I got lucky a few times, finding men willing to talk about almost anything. One was ex-military and had been stationed in Germany from ’65 to ’70. After a session of pool volleyball, I struck up a conversation with a man from northern California who admitted he’d wandered the U.S. mainland through most of the sixties. “I was a vagabond hippie type back then,” he said, “looking for Nirvana.” He draped his towel around his neck, adding, “The perfect state of being, not the band.”

“Do you remember them all? Like, where were you in the summer of 1967?”

His wife had joined us, still toweling herself dry. “Taos, right, Ronnie? We sold art the whole summer that year.”

“Yeah,” he agreed. “Commercial images were big at that time. We took stuff we saw in ads and turned it into art: t-shirts with dish scrubbers and soup cans on them. We called it new realism, but it ended up known as pop art.”

“Oh, yeah, like Andy Warhol.”

My comment made the woman’s lips twist, and I guessed there was supposed to be more to pop art than one guy.

“We’re big fans of Lichtenstein,” the man said. When I looked confused he added, “He made those large paintings of comic strip scenes, emphasizing the small dots of color that blend in the small print of a newspaper page.”

The wife added, “Geniuses like Lichtenstein and Warhol forced viewers to consider the fine line that exists between art and commercial design.”

“Right. Did you ever visit Nashville?”

They both laughed at the idea. “What’s in Nashville?” she asked. “Country music and a bunch of hicks.” Belatedly realizing that might offend me she added, “I mean, some people like it, but we’re more Bob Dylan than Buck Owens.”

It went on like that.
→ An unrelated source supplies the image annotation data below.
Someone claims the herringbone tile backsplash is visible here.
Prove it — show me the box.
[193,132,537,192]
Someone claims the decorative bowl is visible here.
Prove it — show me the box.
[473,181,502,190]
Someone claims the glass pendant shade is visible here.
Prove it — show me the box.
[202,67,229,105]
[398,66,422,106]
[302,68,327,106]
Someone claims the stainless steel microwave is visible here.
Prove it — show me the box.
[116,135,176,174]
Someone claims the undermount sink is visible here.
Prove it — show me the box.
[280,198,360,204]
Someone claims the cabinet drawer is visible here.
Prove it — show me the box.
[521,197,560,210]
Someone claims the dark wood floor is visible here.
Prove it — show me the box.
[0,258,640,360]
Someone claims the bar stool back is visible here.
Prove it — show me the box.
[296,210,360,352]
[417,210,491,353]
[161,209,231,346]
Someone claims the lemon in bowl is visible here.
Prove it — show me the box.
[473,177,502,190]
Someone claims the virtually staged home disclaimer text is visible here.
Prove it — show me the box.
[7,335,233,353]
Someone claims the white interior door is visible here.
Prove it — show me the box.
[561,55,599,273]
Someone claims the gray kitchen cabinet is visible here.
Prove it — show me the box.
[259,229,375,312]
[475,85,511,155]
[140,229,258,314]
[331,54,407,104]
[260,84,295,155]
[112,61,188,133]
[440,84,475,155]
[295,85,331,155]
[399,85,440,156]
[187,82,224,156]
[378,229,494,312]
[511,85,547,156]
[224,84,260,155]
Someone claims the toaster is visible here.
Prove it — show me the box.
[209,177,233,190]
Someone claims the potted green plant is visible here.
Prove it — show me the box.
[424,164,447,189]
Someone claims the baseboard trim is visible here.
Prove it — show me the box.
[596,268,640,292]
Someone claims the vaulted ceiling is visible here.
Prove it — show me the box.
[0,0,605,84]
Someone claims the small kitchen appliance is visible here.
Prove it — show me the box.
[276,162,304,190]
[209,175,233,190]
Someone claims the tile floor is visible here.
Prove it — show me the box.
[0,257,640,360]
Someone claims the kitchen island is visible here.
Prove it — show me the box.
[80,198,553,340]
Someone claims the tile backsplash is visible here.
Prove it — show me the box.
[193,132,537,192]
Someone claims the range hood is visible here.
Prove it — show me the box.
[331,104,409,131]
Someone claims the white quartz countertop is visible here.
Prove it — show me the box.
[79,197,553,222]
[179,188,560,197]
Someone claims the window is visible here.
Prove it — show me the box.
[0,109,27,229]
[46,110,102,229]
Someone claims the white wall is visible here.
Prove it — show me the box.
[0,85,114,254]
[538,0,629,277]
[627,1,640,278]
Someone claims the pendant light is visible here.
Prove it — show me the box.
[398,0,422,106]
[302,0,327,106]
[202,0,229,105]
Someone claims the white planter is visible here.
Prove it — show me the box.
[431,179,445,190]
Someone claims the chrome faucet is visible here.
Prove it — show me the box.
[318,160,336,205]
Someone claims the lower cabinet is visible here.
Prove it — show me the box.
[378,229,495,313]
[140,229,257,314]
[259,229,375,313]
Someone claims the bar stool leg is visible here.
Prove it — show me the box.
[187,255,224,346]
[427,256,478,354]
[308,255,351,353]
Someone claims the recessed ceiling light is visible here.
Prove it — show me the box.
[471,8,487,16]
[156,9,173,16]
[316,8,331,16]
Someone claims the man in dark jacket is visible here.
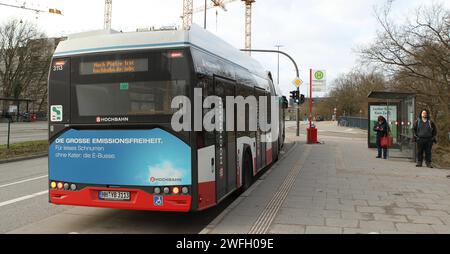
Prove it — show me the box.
[413,110,437,168]
[373,116,389,159]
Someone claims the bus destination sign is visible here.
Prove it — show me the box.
[80,58,148,75]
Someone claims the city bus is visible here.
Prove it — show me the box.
[48,25,284,212]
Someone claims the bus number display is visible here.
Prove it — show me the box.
[80,58,148,75]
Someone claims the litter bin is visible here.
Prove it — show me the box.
[306,127,317,144]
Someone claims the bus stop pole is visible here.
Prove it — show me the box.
[6,118,11,149]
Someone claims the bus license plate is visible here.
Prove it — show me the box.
[98,191,130,201]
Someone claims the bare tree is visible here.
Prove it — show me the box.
[360,3,450,143]
[0,19,53,112]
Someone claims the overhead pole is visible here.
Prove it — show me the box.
[103,0,112,30]
[182,0,194,30]
[0,2,63,15]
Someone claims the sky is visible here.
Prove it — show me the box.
[0,0,450,97]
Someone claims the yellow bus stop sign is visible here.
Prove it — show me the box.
[292,77,303,87]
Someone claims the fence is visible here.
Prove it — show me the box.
[338,116,369,130]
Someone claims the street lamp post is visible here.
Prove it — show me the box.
[359,109,362,129]
[203,0,208,30]
[275,44,284,85]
Sometimes I was able to eliminate a man; other times my reward was a vague, “I’m not sure.” My failures were mostly due to my inability to come up with realistic reasons for asking. “I should stick to reading mysteries instead of trying to solve them,” I told Alice. “I make a horrible detective.”

“It’s not your fault you’re a bad liar.” She gave my arm a little squeeze. “In all cases except this one, it’s the way a man should be.”